Dozens dead or missing in Jordan school trip tragedy

Dozens dead or missing in Jordan school trip tragedy

Dozens dead or missing in Jordan school trip tragedy

Neighbouring Israel sent search-and-rescue helicopters to assist, an Israeli military statement said, adding the team dispatched at Amman's request was operating on the Jordanian side of the Dead Sea.

Dozens more were missing, students and civilians whose bus was swept away by flash flooding as they were traveling there. "The soldiers ... are assisting in locating the missing in spite of the adverse weather conditions", the Israeli Defence Forces said.

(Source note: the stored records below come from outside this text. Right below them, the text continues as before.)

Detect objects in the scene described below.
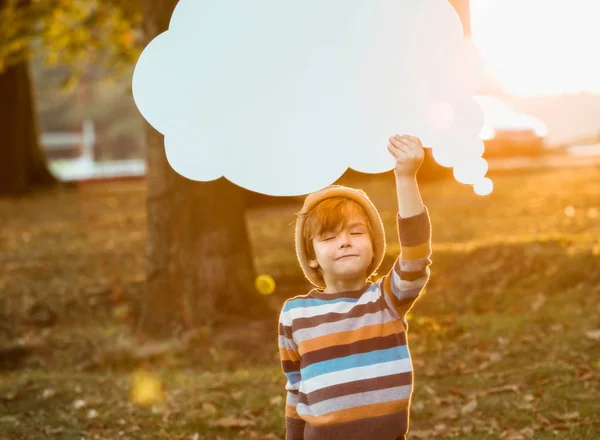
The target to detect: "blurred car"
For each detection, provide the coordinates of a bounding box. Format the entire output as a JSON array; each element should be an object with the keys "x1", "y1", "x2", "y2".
[{"x1": 473, "y1": 95, "x2": 548, "y2": 158}]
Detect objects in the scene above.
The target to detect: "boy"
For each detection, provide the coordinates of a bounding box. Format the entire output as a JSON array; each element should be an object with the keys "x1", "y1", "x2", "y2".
[{"x1": 278, "y1": 135, "x2": 431, "y2": 440}]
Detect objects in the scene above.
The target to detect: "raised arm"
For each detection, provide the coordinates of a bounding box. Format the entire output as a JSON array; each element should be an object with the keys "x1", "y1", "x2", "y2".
[{"x1": 279, "y1": 304, "x2": 306, "y2": 440}]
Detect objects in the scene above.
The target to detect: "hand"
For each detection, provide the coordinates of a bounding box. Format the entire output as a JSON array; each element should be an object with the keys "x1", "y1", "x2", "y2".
[{"x1": 388, "y1": 135, "x2": 425, "y2": 177}]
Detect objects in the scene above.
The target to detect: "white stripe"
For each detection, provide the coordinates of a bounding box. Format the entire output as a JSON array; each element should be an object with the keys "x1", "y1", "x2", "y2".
[
  {"x1": 278, "y1": 335, "x2": 298, "y2": 351},
  {"x1": 285, "y1": 392, "x2": 298, "y2": 406},
  {"x1": 279, "y1": 283, "x2": 380, "y2": 326},
  {"x1": 293, "y1": 309, "x2": 394, "y2": 344},
  {"x1": 400, "y1": 254, "x2": 431, "y2": 272},
  {"x1": 299, "y1": 358, "x2": 412, "y2": 394},
  {"x1": 296, "y1": 385, "x2": 413, "y2": 417}
]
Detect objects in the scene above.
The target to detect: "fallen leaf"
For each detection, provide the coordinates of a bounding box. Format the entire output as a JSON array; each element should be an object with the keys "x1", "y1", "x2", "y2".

According to civil defence officials, rescuers were dealing with a larger than expected number of victims, which they attributed to people other than the school group being present at the Dead Sea shore when the floods struck.

In April, 10 teenagers died after heavy rain sparked flash flooding south of the Dead Sea.

Flash floods unleashed by heavy rains swept away middle school students and teachers visiting hot springs near the Dead Sea.

The region was bracing on Thursday for the first winter storms after the summer, with heavy rainfall and high winds expected.

More news: Early voting begins for November 6 general election

The spokesman said the students were from a middle school.

The premier also telephoned the Minister of Interior and Municipalities and minister of Public Works and Housing and discussed means on how to deal with the incident with maximum attention and speed, and to provide the necessary mechanisms and manpower for the safety of students, teachers and citizens in the region.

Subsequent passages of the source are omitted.